Not that this is an issue for me at the moment. With Ian in Iraq I have to be content with being in mom mode all the time. Involuntary celibacy is not easy, but at least I don’t lack for physical contact. I think often how much harder it must be for Ian to be in a place where there are no loving touches of any kind for him. I may not be getting all the types of physical contact I want right now, but my days are filled with hugs and kisses and nuzzles of the adorable kid variety. Unless there is something special Ian’s not telling me about his interpreters, he’s not getting anything like that. Years ago the mother of one of my violin students told me about caring for an elderly parent and how she taught her little girl to not be afraid to hold her grandma’s hand or give her kisses. Apparently old people in particular can suffer from lack of touch, and that idea really stayed with me. I make a point of keeping in physical touch during my visits with my grandma when I see her in the nursing home, and I do see a difference in how well she responds to me when I stroke her arm while we talk as opposed to just trying to maintain eye contact. It’s lonely not being touched.

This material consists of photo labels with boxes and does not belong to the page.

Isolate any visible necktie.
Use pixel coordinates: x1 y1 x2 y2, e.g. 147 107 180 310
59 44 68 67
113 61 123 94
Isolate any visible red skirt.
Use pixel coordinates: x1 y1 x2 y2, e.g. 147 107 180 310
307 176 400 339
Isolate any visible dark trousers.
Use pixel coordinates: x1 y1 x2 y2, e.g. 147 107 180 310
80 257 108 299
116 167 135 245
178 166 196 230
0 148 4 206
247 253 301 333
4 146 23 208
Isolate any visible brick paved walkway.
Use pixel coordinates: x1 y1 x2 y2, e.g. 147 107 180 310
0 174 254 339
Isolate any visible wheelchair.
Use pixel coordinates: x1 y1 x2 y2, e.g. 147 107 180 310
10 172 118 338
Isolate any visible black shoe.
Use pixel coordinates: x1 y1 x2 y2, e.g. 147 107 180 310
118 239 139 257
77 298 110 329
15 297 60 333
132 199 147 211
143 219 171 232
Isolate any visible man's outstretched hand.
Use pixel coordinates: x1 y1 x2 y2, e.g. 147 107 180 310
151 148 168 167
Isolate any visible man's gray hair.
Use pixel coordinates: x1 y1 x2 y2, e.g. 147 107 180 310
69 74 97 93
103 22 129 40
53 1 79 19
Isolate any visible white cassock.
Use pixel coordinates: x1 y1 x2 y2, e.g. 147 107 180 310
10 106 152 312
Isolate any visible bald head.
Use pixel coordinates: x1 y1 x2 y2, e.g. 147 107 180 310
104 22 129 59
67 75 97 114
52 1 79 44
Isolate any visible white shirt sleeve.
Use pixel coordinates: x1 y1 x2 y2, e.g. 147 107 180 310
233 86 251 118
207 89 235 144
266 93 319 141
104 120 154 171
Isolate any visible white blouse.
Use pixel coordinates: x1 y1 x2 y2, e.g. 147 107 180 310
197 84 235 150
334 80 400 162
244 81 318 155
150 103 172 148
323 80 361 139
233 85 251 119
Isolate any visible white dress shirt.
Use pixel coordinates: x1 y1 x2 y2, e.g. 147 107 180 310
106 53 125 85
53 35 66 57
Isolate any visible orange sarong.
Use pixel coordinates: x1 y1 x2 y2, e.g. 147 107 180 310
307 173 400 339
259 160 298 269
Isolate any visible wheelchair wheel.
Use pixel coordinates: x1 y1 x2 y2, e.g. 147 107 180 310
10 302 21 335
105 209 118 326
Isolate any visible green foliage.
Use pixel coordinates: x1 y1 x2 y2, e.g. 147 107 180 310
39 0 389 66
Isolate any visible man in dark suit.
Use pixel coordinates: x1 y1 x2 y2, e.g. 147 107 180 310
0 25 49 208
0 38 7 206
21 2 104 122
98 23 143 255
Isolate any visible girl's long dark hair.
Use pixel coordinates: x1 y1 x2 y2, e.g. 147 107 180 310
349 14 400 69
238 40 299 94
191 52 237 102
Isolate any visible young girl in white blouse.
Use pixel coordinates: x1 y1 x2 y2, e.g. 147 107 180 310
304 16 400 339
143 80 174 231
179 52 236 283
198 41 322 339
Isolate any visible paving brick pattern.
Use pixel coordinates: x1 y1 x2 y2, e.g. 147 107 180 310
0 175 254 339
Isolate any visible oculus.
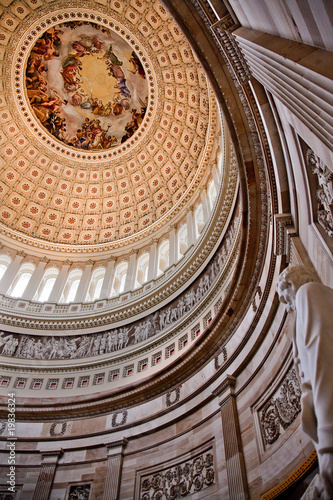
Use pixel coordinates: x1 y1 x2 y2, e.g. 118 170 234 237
25 21 148 151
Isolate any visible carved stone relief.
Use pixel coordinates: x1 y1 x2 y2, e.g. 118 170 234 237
0 217 238 360
67 484 91 500
139 450 215 500
306 148 333 237
0 491 15 500
111 410 128 427
259 368 302 447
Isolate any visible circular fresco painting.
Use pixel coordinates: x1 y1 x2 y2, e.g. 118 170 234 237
25 21 148 150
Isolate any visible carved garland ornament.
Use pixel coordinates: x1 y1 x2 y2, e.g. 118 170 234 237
260 368 301 445
0 219 238 360
139 451 215 500
306 149 333 237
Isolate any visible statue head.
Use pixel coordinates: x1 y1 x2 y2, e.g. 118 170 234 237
276 266 315 312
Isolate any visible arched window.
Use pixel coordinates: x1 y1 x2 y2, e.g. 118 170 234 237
157 240 170 276
216 151 223 177
134 252 149 288
194 203 205 238
207 179 217 210
111 262 128 296
7 262 36 298
34 267 59 302
60 269 82 304
86 267 105 302
178 224 188 259
0 255 12 280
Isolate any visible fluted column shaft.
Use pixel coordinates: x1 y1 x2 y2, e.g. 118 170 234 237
22 258 49 300
220 375 249 500
103 438 128 500
0 252 26 294
48 262 72 302
32 450 63 500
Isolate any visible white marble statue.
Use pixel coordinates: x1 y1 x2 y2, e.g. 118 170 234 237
277 266 333 500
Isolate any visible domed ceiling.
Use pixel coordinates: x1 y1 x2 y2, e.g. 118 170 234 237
0 0 218 251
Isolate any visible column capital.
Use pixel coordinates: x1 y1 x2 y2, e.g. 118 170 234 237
40 448 64 463
104 437 128 457
213 374 236 398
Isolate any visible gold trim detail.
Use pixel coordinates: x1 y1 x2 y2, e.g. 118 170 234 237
259 450 317 500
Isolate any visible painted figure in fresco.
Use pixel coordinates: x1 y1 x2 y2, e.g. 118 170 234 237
25 21 148 150
129 51 146 78
277 266 333 500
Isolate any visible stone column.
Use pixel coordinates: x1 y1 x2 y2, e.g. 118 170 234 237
100 257 116 299
0 250 27 294
22 257 50 300
32 450 63 500
212 167 221 194
73 259 95 302
147 240 158 281
48 260 73 302
214 375 249 500
124 250 138 292
169 225 178 266
103 438 128 500
233 26 333 158
186 209 195 248
201 189 209 224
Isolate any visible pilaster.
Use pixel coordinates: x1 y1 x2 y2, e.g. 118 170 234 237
103 438 128 500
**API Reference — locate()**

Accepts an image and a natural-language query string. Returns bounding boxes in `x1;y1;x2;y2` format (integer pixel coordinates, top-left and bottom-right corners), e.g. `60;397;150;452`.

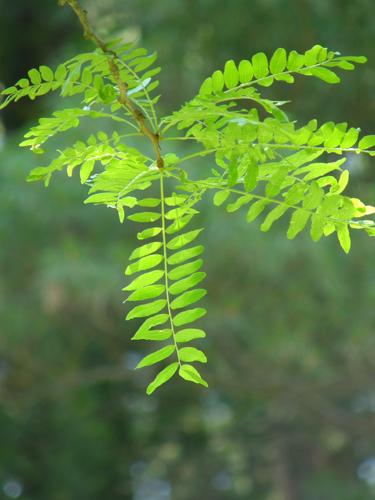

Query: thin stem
59;0;164;169
160;171;181;366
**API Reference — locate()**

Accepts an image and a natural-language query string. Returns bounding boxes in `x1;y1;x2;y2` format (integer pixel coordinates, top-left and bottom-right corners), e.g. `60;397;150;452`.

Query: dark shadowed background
0;0;375;500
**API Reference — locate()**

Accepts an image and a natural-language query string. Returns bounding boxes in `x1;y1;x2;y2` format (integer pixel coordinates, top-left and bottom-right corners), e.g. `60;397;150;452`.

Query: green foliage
0;13;375;394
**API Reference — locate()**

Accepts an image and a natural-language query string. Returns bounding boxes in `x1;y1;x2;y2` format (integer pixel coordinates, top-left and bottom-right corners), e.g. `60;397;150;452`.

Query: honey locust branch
58;0;164;169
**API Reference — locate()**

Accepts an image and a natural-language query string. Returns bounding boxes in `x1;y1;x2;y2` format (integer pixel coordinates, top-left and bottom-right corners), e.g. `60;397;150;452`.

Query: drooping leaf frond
0;0;375;394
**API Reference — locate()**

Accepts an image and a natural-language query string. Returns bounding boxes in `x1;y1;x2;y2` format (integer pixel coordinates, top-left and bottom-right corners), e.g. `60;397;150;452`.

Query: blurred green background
0;0;375;500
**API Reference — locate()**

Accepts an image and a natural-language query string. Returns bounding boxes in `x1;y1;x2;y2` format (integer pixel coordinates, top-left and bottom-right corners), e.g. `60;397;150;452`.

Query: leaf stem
160;174;181;367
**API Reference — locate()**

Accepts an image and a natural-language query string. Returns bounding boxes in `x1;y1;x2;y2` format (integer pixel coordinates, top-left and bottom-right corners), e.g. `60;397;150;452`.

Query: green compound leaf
167;229;203;250
171;288;207;309
129;241;162;260
310;68;341;83
126;285;165;302
125;254;163;276
169;271;206;295
135;345;175;370
146;362;178;395
128;212;161;222
175;328;206;342
167;245;204;266
179;347;207;363
238;60;254;83
224;61;239;89
251;52;269;79
137;227;162;240
4;36;375;394
133;313;169;338
178;364;208;387
132;328;172;341
287;209;311;240
123;270;164;291
173;307;207;326
126;299;167;319
168;259;203;281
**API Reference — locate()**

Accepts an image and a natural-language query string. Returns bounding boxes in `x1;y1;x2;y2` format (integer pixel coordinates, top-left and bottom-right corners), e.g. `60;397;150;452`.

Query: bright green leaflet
0;0;375;394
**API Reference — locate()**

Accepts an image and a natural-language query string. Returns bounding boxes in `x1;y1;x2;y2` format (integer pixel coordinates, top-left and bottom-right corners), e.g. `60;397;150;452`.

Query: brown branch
58;0;164;169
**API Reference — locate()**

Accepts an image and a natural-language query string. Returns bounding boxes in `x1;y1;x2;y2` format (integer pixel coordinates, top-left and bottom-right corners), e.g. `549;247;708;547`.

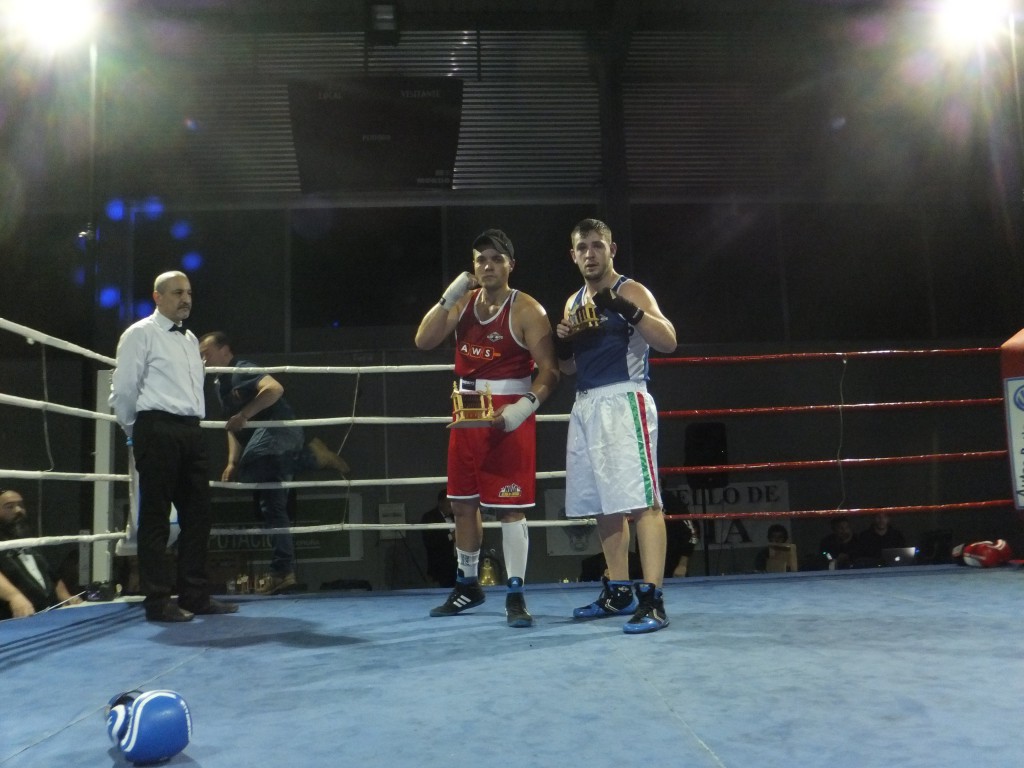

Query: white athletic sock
455;547;480;582
502;517;529;584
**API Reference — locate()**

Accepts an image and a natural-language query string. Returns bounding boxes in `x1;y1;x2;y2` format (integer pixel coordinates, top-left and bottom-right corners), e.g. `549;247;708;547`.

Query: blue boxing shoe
572;577;637;618
623;582;669;635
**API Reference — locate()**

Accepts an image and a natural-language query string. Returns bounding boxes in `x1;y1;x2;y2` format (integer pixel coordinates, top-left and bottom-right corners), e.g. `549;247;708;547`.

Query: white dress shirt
109;309;206;437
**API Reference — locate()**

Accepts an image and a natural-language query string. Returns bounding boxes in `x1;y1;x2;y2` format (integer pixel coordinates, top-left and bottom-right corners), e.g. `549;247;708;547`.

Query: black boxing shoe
145;600;195;623
178;597;239;616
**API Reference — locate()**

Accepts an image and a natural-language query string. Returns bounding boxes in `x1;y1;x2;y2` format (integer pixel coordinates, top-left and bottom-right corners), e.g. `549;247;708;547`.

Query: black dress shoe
145;601;194;622
179;597;239;616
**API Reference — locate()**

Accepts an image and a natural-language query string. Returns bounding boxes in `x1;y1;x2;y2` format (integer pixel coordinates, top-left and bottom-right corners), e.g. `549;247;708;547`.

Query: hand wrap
437;272;473;309
502;392;541;432
594;288;644;326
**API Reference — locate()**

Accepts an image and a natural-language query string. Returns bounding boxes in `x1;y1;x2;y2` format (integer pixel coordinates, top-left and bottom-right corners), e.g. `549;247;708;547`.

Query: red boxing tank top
455;288;534;379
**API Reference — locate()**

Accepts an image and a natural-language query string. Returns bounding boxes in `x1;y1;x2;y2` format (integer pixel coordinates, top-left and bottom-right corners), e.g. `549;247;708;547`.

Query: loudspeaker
684;422;729;490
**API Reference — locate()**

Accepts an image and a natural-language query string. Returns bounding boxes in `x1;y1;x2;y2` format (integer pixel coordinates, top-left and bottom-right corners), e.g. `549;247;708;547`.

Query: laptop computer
882;547;918;565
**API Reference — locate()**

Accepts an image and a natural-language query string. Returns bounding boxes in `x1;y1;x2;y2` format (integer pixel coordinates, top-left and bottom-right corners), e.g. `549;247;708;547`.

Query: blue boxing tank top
569;275;650;390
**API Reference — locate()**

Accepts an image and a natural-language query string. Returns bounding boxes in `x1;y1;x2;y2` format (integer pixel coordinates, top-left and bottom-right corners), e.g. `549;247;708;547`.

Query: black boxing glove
594;288;643;326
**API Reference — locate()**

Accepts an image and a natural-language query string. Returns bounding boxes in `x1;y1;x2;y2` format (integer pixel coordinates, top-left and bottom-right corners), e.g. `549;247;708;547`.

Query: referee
110;271;239;622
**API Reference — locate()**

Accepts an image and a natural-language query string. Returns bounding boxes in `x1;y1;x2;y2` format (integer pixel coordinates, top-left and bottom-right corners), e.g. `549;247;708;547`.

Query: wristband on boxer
502;392;541;432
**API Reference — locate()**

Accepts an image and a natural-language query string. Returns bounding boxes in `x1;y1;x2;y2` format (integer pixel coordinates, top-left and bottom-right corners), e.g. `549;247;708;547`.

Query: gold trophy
447;382;495;429
565;301;605;339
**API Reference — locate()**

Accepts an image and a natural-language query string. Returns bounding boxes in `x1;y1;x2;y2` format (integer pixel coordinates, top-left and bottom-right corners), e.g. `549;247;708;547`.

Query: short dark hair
473;229;515;259
569;219;614;243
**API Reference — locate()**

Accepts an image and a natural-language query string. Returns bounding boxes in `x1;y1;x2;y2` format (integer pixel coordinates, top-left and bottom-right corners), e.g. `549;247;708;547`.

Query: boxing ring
0;319;1024;768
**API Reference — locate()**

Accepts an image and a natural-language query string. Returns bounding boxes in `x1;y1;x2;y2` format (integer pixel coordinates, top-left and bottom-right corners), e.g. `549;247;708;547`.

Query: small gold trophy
565;301;604;339
447;382;495;429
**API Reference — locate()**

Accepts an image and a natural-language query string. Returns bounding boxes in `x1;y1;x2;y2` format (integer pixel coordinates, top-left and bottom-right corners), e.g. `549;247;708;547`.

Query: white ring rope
0;317;577;569
0;393;569;429
0;393;118;423
206;362;455;374
0;517;597;552
0;317;118;368
0;469;130;482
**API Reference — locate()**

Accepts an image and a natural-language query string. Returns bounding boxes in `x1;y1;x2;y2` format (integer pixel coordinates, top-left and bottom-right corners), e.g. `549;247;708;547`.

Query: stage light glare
937;0;1011;50
4;0;99;54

To compare and contrast the behaviors of my children and how they interact with people physically is interesting to me. Aden was a content little baby, but not overly cuddly. The older she’s gotten the more physical with her affection she’s become. Mona was cuddly as a baby, but when she is hurt (either emotionally or physically) she spurns any kind of contact. But if she’s in a good mood she’ll even hug strangers. Quinn will occasionally sit on someone else’s lap or hold someone else’s hand if I’m not around, but in general with people other than myself he’s somewhat reserved. He’s always rested against me as if my body is just an extension of his own. I’ll be interested to see how that will evolve as he spends more time away from me in the future.
For someone who always liked her wide personal space, I’m amazed at how quickly I embraced round the clock physical contact with my kids. I’ll miss that element of parenting as it phases out. I like being a pillow or a headrest or an armchair with actual arms for the small people in my house. But right now I deeply miss the kinds of contact and caresses only my husband provides. There are no plans to phase that out ever, and I wish he were home so I could put my arms around him again. I’m looking forward to hugs that aren’t just around my waist and knees. In the meantime I have Aden’s hand to hold, Mona’s funny nuzzles, and Quinn’s sweet little head on my shoulder to remind me I’m loved. Not a bad deal.
(Good touch all the way: Ian greeting Quinn and Mona on the playground when he was home on leave back in April.)